The Tennessee Volunteers come in at the 21st best-recruiting class according to the 247 Composite Rankings. The players in this highly touted class are Julian Phillips (13th), B.J. Edwards (108th), DJ Jefferson (121st), and Tobe Awaka (290th).

What does each player bring?

Julian Phillips: 6-8 small forward

Phillips comes into Knoxville as a player who is very athletic and raw for a five-star prospect. Phillips uses his athleticism to get easy buckets making long strides to the basket and finishing with ease. Although a three-pointer is a work in progress, he seems to have his heart set on becoming a reliable threat from beyond the arc.

As a freshman, Phillips should get heavy minutes off the bench at both forward spots and may play a Tari Eason role off the bench for Tennessee. If not his freshman year, by his sophomore year Phillips will be a top NBA prospect.

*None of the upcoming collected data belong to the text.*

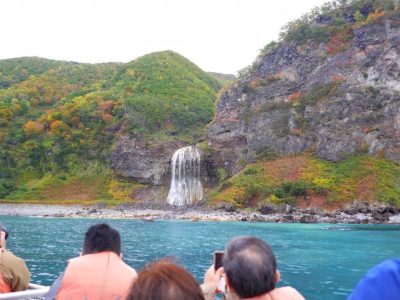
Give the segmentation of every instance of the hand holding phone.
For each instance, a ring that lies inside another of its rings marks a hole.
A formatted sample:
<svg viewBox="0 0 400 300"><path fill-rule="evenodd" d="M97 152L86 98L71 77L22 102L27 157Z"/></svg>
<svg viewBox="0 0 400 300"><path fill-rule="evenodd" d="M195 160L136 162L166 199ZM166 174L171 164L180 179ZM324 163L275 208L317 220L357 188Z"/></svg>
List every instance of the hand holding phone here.
<svg viewBox="0 0 400 300"><path fill-rule="evenodd" d="M215 271L222 267L222 258L223 257L224 257L224 251L222 251L222 250L214 251L213 265L214 265Z"/></svg>
<svg viewBox="0 0 400 300"><path fill-rule="evenodd" d="M205 293L221 293L225 290L224 270L219 268L217 271L211 265L204 274L203 289Z"/></svg>

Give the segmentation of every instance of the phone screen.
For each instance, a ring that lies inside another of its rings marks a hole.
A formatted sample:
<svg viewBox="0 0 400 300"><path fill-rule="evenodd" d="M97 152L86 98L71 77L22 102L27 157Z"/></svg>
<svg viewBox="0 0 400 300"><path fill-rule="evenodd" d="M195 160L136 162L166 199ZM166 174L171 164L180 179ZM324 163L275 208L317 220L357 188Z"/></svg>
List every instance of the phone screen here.
<svg viewBox="0 0 400 300"><path fill-rule="evenodd" d="M224 257L224 251L215 251L213 257L214 269L218 270L222 267L222 258Z"/></svg>

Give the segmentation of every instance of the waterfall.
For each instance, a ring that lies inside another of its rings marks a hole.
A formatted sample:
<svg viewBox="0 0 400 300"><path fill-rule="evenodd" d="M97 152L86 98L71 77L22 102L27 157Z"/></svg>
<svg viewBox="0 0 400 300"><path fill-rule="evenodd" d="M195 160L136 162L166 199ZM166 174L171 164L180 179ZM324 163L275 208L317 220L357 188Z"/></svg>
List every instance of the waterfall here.
<svg viewBox="0 0 400 300"><path fill-rule="evenodd" d="M188 205L203 198L200 181L200 153L188 146L175 151L171 161L171 187L167 201L171 205Z"/></svg>

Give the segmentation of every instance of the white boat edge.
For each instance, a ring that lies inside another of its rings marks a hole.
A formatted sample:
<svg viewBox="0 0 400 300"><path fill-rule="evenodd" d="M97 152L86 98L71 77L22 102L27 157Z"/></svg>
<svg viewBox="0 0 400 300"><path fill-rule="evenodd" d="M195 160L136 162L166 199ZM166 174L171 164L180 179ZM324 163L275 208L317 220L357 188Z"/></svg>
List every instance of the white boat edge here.
<svg viewBox="0 0 400 300"><path fill-rule="evenodd" d="M50 287L30 283L26 291L0 294L0 300L44 299Z"/></svg>

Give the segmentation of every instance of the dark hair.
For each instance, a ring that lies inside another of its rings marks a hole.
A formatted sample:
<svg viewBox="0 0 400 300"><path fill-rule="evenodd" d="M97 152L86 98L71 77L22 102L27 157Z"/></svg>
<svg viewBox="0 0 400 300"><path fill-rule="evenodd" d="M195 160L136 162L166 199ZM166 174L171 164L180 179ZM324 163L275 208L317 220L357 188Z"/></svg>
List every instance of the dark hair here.
<svg viewBox="0 0 400 300"><path fill-rule="evenodd" d="M105 223L89 227L83 242L83 254L102 251L112 251L118 255L121 253L121 236L119 232Z"/></svg>
<svg viewBox="0 0 400 300"><path fill-rule="evenodd" d="M147 265L133 283L128 300L204 300L193 276L171 259Z"/></svg>
<svg viewBox="0 0 400 300"><path fill-rule="evenodd" d="M275 288L276 259L263 240L255 237L231 240L225 249L223 265L229 285L240 298L260 296Z"/></svg>

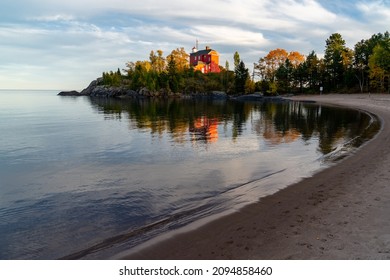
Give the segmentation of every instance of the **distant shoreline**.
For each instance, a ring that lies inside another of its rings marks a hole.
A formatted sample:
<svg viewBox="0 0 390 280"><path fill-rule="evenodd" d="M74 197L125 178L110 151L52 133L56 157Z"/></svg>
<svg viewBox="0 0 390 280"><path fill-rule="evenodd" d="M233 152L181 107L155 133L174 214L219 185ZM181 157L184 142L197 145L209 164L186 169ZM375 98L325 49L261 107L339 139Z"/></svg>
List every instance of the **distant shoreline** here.
<svg viewBox="0 0 390 280"><path fill-rule="evenodd" d="M369 111L381 131L354 155L256 204L125 259L389 259L390 96L291 98Z"/></svg>

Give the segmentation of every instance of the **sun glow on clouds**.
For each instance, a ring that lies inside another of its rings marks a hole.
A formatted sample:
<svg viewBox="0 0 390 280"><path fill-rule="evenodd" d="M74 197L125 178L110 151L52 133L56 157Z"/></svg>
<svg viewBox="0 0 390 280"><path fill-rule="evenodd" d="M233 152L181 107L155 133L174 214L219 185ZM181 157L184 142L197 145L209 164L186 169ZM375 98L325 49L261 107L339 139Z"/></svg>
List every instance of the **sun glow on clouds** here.
<svg viewBox="0 0 390 280"><path fill-rule="evenodd" d="M102 71L148 59L152 49L165 55L177 47L190 52L196 39L200 47L217 49L222 64L238 51L252 65L274 48L320 54L334 32L353 47L388 29L387 0L350 1L348 14L345 5L325 0L5 0L0 87L82 89ZM17 65L34 69L34 80L26 72L22 77Z"/></svg>

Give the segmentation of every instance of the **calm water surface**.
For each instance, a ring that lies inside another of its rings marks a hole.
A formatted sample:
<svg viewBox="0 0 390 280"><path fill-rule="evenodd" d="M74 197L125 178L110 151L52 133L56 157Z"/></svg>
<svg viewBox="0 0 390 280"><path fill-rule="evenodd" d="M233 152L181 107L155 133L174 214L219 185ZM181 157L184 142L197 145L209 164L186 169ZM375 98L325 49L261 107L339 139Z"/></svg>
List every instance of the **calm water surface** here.
<svg viewBox="0 0 390 280"><path fill-rule="evenodd" d="M372 122L292 102L0 91L0 259L109 258L312 175Z"/></svg>

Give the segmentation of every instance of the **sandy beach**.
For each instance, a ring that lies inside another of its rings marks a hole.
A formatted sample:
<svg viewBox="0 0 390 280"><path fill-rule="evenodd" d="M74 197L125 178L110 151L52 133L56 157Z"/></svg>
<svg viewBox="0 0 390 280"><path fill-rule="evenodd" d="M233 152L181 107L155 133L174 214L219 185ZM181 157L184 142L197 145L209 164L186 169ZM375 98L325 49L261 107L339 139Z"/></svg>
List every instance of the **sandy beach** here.
<svg viewBox="0 0 390 280"><path fill-rule="evenodd" d="M126 259L390 259L390 95L300 96L382 121L356 153L311 178Z"/></svg>

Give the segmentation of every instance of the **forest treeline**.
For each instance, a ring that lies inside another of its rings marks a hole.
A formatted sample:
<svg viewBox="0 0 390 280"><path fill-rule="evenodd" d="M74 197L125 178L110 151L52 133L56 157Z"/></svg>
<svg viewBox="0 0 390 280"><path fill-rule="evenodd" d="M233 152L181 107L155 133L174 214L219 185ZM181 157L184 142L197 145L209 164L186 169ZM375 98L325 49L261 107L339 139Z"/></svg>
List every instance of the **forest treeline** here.
<svg viewBox="0 0 390 280"><path fill-rule="evenodd" d="M203 74L189 65L184 48L173 50L168 56L163 51L151 51L149 60L127 62L122 71L103 73L102 83L126 86L133 90L167 93L207 93L223 91L227 94L265 95L286 93L324 92L389 92L390 35L389 32L372 35L356 43L354 49L346 46L339 33L325 41L324 57L315 51L303 55L297 51L271 50L254 63L249 73L236 52L234 66L226 61L220 73Z"/></svg>

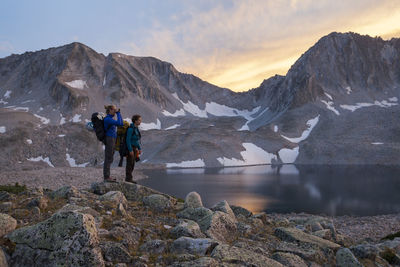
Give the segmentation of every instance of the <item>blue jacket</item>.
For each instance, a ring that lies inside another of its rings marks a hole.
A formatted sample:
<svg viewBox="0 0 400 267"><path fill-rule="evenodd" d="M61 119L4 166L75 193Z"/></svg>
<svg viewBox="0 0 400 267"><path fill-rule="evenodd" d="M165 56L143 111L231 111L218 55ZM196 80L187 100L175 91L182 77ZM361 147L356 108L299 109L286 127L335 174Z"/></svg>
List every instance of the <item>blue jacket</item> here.
<svg viewBox="0 0 400 267"><path fill-rule="evenodd" d="M106 131L106 136L117 138L116 126L123 126L124 123L122 122L122 117L120 112L117 112L117 120L114 120L113 117L114 116L107 114L107 116L104 118L104 130Z"/></svg>
<svg viewBox="0 0 400 267"><path fill-rule="evenodd" d="M140 131L133 123L128 128L126 133L126 145L128 146L129 152L132 151L132 146L137 147L137 149L142 150L140 146L140 138L141 134Z"/></svg>

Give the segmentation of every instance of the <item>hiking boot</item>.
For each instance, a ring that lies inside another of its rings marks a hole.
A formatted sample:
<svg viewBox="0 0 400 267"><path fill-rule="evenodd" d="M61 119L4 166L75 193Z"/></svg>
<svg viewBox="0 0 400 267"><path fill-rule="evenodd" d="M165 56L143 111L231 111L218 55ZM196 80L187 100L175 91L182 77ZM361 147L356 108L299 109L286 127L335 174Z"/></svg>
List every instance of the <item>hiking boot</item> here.
<svg viewBox="0 0 400 267"><path fill-rule="evenodd" d="M125 179L125 182L127 183L133 183L133 184L137 184L136 181L134 181L133 179Z"/></svg>
<svg viewBox="0 0 400 267"><path fill-rule="evenodd" d="M116 183L117 179L108 177L108 178L104 178L104 182Z"/></svg>

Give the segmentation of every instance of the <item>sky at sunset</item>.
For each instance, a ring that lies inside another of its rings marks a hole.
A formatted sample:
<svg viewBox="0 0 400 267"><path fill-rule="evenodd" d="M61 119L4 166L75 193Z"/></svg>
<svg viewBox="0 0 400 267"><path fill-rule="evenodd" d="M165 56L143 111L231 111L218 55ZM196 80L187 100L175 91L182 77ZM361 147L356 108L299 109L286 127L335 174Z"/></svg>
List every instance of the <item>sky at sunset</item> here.
<svg viewBox="0 0 400 267"><path fill-rule="evenodd" d="M400 37L400 1L2 0L0 58L78 41L245 91L333 31Z"/></svg>

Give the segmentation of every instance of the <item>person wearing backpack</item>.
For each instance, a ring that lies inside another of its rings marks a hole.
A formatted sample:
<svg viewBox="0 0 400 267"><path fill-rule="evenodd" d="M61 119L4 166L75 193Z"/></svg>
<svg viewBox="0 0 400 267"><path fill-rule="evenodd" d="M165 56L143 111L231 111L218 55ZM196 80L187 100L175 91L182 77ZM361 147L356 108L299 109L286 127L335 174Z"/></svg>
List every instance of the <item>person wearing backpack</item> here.
<svg viewBox="0 0 400 267"><path fill-rule="evenodd" d="M140 115L132 116L132 123L126 133L126 145L128 148L128 155L126 157L126 178L125 181L130 183L136 183L133 181L132 172L135 168L135 162L139 161L139 155L142 153L142 147L140 145L140 139L142 138L139 125L142 122Z"/></svg>
<svg viewBox="0 0 400 267"><path fill-rule="evenodd" d="M115 178L110 177L110 166L114 160L115 140L117 139L117 127L123 126L122 116L120 110L117 110L115 105L104 106L107 116L104 118L104 131L105 131L105 151L104 151L104 166L103 175L104 181L115 182ZM114 116L117 114L117 120Z"/></svg>

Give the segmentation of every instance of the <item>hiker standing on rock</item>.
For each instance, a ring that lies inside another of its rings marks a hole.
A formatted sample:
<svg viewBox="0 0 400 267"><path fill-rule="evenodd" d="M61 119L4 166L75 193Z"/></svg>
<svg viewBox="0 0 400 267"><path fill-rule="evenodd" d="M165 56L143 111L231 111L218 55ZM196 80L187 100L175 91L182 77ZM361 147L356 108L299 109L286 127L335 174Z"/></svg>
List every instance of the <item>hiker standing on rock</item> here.
<svg viewBox="0 0 400 267"><path fill-rule="evenodd" d="M135 168L135 162L139 161L139 155L142 153L142 147L140 145L140 139L142 138L139 125L142 122L140 115L132 116L132 124L128 128L126 133L126 145L128 147L128 156L126 158L126 178L125 181L130 183L136 183L133 181L132 172Z"/></svg>
<svg viewBox="0 0 400 267"><path fill-rule="evenodd" d="M115 105L104 106L107 116L104 118L104 131L106 132L105 151L104 151L104 181L114 182L115 178L110 177L110 166L114 160L115 140L117 138L117 127L123 126L120 110ZM117 114L117 120L114 116Z"/></svg>

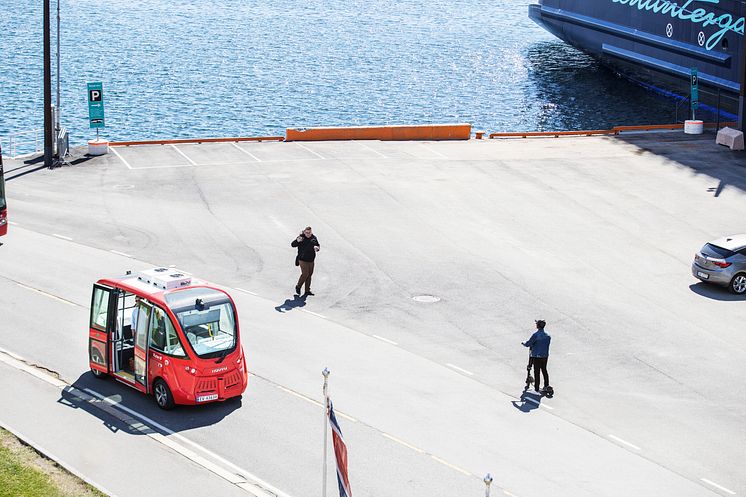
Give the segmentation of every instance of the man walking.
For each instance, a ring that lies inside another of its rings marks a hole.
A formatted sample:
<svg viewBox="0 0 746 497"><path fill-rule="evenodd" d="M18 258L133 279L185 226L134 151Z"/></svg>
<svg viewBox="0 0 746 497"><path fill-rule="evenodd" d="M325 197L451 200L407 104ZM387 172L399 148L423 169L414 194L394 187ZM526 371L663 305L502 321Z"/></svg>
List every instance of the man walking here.
<svg viewBox="0 0 746 497"><path fill-rule="evenodd" d="M300 287L305 284L306 295L313 295L311 292L311 276L313 275L313 265L316 259L316 252L320 250L319 239L313 234L310 226L306 226L298 238L290 243L291 247L298 247L298 256L296 261L300 266L300 278L295 285L295 294L300 295Z"/></svg>
<svg viewBox="0 0 746 497"><path fill-rule="evenodd" d="M524 347L528 347L531 351L531 362L534 365L534 390L538 393L539 390L539 371L544 376L544 389L541 393L546 393L551 388L549 386L549 373L547 372L547 361L549 360L549 342L552 341L552 337L544 331L544 327L547 323L543 319L536 321L536 331L531 338L527 341L522 342Z"/></svg>

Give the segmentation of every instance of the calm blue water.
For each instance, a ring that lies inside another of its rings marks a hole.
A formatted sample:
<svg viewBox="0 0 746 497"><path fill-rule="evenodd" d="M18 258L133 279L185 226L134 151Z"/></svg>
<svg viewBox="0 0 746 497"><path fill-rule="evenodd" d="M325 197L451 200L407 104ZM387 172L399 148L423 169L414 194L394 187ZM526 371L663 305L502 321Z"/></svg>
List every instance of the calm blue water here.
<svg viewBox="0 0 746 497"><path fill-rule="evenodd" d="M0 16L0 136L43 126L41 3L2 1L13 14ZM104 135L117 140L673 120L672 100L566 47L528 19L529 3L62 0L62 123L74 143L95 134L89 81L104 84Z"/></svg>

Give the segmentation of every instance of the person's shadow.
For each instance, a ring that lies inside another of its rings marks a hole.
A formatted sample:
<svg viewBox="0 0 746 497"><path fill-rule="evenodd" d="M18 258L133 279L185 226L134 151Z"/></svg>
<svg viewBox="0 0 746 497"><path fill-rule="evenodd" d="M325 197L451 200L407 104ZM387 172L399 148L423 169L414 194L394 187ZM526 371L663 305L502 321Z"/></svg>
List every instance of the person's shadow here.
<svg viewBox="0 0 746 497"><path fill-rule="evenodd" d="M304 305L306 305L306 296L295 295L293 296L293 300L286 299L285 302L275 307L275 310L277 312L288 312L296 307L303 307Z"/></svg>
<svg viewBox="0 0 746 497"><path fill-rule="evenodd" d="M524 390L520 400L512 400L511 403L521 412L531 412L541 405L541 394L533 390Z"/></svg>

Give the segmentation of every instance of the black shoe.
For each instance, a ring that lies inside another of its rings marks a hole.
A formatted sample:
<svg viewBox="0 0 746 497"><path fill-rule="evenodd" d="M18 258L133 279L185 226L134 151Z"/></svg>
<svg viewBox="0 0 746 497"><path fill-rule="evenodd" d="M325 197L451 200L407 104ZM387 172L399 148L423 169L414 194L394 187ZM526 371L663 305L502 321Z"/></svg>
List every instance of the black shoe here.
<svg viewBox="0 0 746 497"><path fill-rule="evenodd" d="M299 286L295 287L295 294L296 295L300 295L300 287Z"/></svg>
<svg viewBox="0 0 746 497"><path fill-rule="evenodd" d="M306 292L306 295L311 295L311 296L313 296L313 295L316 295L316 294L315 294L315 293L313 293L313 292L312 292L311 290L308 290L308 291Z"/></svg>

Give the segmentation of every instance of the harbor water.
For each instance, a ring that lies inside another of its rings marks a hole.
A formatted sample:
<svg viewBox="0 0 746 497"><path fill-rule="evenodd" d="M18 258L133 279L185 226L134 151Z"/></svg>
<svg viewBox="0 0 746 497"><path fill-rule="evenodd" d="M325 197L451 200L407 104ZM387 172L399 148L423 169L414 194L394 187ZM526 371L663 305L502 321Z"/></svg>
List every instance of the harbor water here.
<svg viewBox="0 0 746 497"><path fill-rule="evenodd" d="M674 120L675 100L553 38L528 18L529 3L60 0L61 121L73 144L95 135L86 100L94 81L103 83L104 135L113 140L310 126L467 122L495 132ZM0 16L0 136L7 136L43 126L43 16L39 1L3 5L13 12Z"/></svg>

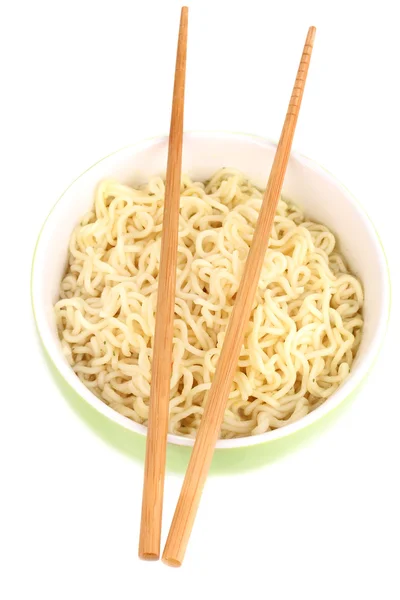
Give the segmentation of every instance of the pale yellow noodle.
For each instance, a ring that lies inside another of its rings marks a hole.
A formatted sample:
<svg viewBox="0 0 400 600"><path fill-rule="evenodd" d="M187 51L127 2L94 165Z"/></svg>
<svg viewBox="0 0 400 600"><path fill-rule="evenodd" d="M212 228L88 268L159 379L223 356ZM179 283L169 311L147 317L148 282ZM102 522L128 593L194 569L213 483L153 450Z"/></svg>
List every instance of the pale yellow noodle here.
<svg viewBox="0 0 400 600"><path fill-rule="evenodd" d="M71 235L55 305L65 356L83 383L147 423L164 182L103 181ZM211 387L262 193L233 169L183 176L169 430L194 436ZM323 201L323 199L322 199ZM300 419L349 374L363 290L334 235L280 200L221 437Z"/></svg>

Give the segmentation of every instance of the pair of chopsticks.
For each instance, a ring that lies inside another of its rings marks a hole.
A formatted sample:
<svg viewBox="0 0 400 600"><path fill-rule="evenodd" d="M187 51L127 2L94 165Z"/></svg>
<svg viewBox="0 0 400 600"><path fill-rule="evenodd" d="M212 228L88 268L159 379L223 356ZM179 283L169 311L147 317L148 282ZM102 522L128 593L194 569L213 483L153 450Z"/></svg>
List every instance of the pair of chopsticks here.
<svg viewBox="0 0 400 600"><path fill-rule="evenodd" d="M182 167L183 106L185 92L188 9L182 8L172 102L165 189L156 326L153 348L146 461L144 470L139 556L160 556L162 502L168 432L172 337L178 246L180 179ZM226 402L237 368L245 327L258 286L274 215L289 161L293 136L306 83L315 27L310 27L293 87L281 137L265 190L260 215L245 265L224 344L208 392L206 407L182 485L163 552L170 566L182 564L201 494L211 465Z"/></svg>

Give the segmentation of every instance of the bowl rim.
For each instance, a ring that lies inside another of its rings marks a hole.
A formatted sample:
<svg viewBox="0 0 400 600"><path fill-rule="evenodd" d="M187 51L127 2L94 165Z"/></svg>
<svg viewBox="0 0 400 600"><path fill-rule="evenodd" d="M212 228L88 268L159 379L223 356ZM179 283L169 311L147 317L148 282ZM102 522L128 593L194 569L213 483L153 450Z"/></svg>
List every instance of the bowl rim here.
<svg viewBox="0 0 400 600"><path fill-rule="evenodd" d="M259 143L263 146L269 146L276 148L277 144L273 140L266 138L264 136L252 134L252 133L243 133L243 132L233 132L233 131L221 131L221 130L190 130L185 131L184 136L186 138L219 138L226 139L229 141L246 141L246 142L255 142ZM36 275L39 270L37 269L37 259L40 256L41 244L43 243L43 233L45 230L51 226L51 219L55 208L62 201L66 193L75 185L75 183L81 178L85 177L85 175L91 171L98 164L107 161L109 158L116 156L128 149L144 149L146 147L151 147L153 145L157 145L159 143L165 143L168 140L168 135L158 135L152 136L149 138L145 138L134 142L132 144L127 144L122 148L119 148L103 158L100 158L98 161L93 163L90 167L85 169L80 175L78 175L62 192L57 201L54 203L52 208L50 209L47 217L45 218L42 227L40 228L35 248L33 251L32 257L32 265L31 265L31 276L30 276L30 293L31 293L31 304L32 304L32 312L36 325L36 330L41 341L45 352L61 375L63 380L68 384L70 388L74 390L76 394L80 398L82 398L85 402L90 404L96 411L103 414L105 417L114 421L115 423L121 425L125 429L133 431L137 434L146 436L147 427L144 425L140 425L128 417L125 417L115 411L114 409L107 406L102 400L97 398L86 386L81 382L81 380L75 375L70 366L62 360L60 349L56 349L55 343L53 343L53 335L50 333L50 328L47 325L44 310L38 305L35 294L35 287L38 275ZM308 158L307 156L299 153L292 152L291 156L296 159L296 161L307 169L311 169L319 173L323 178L328 179L335 187L339 188L346 199L355 206L357 212L360 214L360 217L364 219L367 227L370 230L371 240L375 242L375 249L378 253L378 258L380 259L382 265L382 281L383 281L383 307L384 310L381 311L379 316L378 325L376 327L372 342L363 357L362 363L360 363L357 372L350 376L341 386L340 388L323 404L321 404L318 408L316 408L311 413L308 413L304 417L300 418L298 421L294 423L290 423L285 425L279 429L275 429L273 431L268 431L266 433L246 436L241 438L233 438L233 439L219 439L216 444L217 449L228 449L228 448L243 448L248 446L254 446L257 444L262 444L266 442L270 442L273 440L281 439L287 437L297 431L303 430L306 427L309 427L311 424L319 421L321 418L331 413L337 406L339 406L351 393L357 390L360 387L361 383L370 373L373 364L380 352L380 349L383 345L383 341L385 338L385 334L388 328L389 317L390 317L390 306L391 306L391 283L390 283L390 272L389 272L389 264L385 254L385 250L383 247L382 240L379 236L379 233L372 222L372 219L369 217L368 213L362 206L359 200L357 200L353 194L334 176L332 175L326 168L322 167L319 163ZM54 355L51 350L56 350ZM58 352L57 352L58 350ZM193 446L194 439L187 438L183 436L179 436L176 434L168 433L167 437L168 443L178 445L178 446Z"/></svg>

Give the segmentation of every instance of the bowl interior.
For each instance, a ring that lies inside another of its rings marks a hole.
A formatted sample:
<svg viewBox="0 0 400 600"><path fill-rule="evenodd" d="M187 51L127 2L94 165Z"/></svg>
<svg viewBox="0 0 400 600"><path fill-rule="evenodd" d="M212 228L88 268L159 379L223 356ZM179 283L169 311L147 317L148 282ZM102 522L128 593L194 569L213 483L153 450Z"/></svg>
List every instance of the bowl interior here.
<svg viewBox="0 0 400 600"><path fill-rule="evenodd" d="M82 174L63 194L50 213L39 238L34 258L32 297L42 341L67 382L109 418L139 433L146 428L113 411L97 399L75 376L61 352L53 316L59 284L66 267L71 232L93 204L94 190L102 179L115 178L126 184L145 183L154 175L165 175L167 138L156 138L124 148ZM275 145L253 136L219 133L185 135L182 171L204 180L222 166L246 173L262 188L271 169ZM340 250L365 291L362 343L346 382L314 412L282 429L259 436L219 440L219 447L238 447L282 437L304 427L334 408L361 381L370 368L382 340L388 313L387 268L376 232L364 211L327 172L303 157L292 155L283 195L302 206L308 217L327 225L337 236ZM169 441L192 445L193 440L169 435Z"/></svg>

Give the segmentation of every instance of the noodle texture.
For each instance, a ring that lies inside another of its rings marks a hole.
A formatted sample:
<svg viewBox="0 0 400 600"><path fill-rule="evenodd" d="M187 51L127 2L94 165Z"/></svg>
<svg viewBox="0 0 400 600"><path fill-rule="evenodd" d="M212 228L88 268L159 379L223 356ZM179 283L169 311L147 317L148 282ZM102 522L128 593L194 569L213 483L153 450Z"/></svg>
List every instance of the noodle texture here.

B.J. Edwards: 6-3 point guard

Edwards comes to the Tennessee Volunteers as another highly rated talent for Rick Barnes. He specializes in being a guy who’s above average at everything on the floor. He can shoot solid percentages from anywhere and facilitate an offense. Along with his height at point guard, he can help out in the rebounding department.

Coming in as a freshman, Edwards will be able to back up and learn from the upperclassmen starting guards and will be in a place to succeed. By the time he’s a senior, he will most likely be a starter and leader for the Vols.

DJ Jefferson: 6-5 small forward

Jefferson is an all-around player, but stands out on defense, averaging about three steals per game in high school his senior year.

As a freshman, Jefferson will have to fight for his minutes playing behind a couple of talented guys. But down the line, he will be the perfect utility guy for the Tennessee Volunteers.

Tobe Awaka: 6-8 power forward

The New York 2022 Gatorade Player of the Year comes to Knoxville and looks to be a dominant force in the paint. Although shorter a bit at his position, Awaka is a powerful force when crashing the glass, averaging nearly 14 rebounds per game this past season in high school.

Coming into Tennessee, odds are he will not play much, if at all his freshman year. However, by the time he’s an upperclassman, Awaka should be heavily utilized. He’s a work in progress on a team with some veterans, but down the line, Awaka will play big minutes for the Tennessee Volunteers.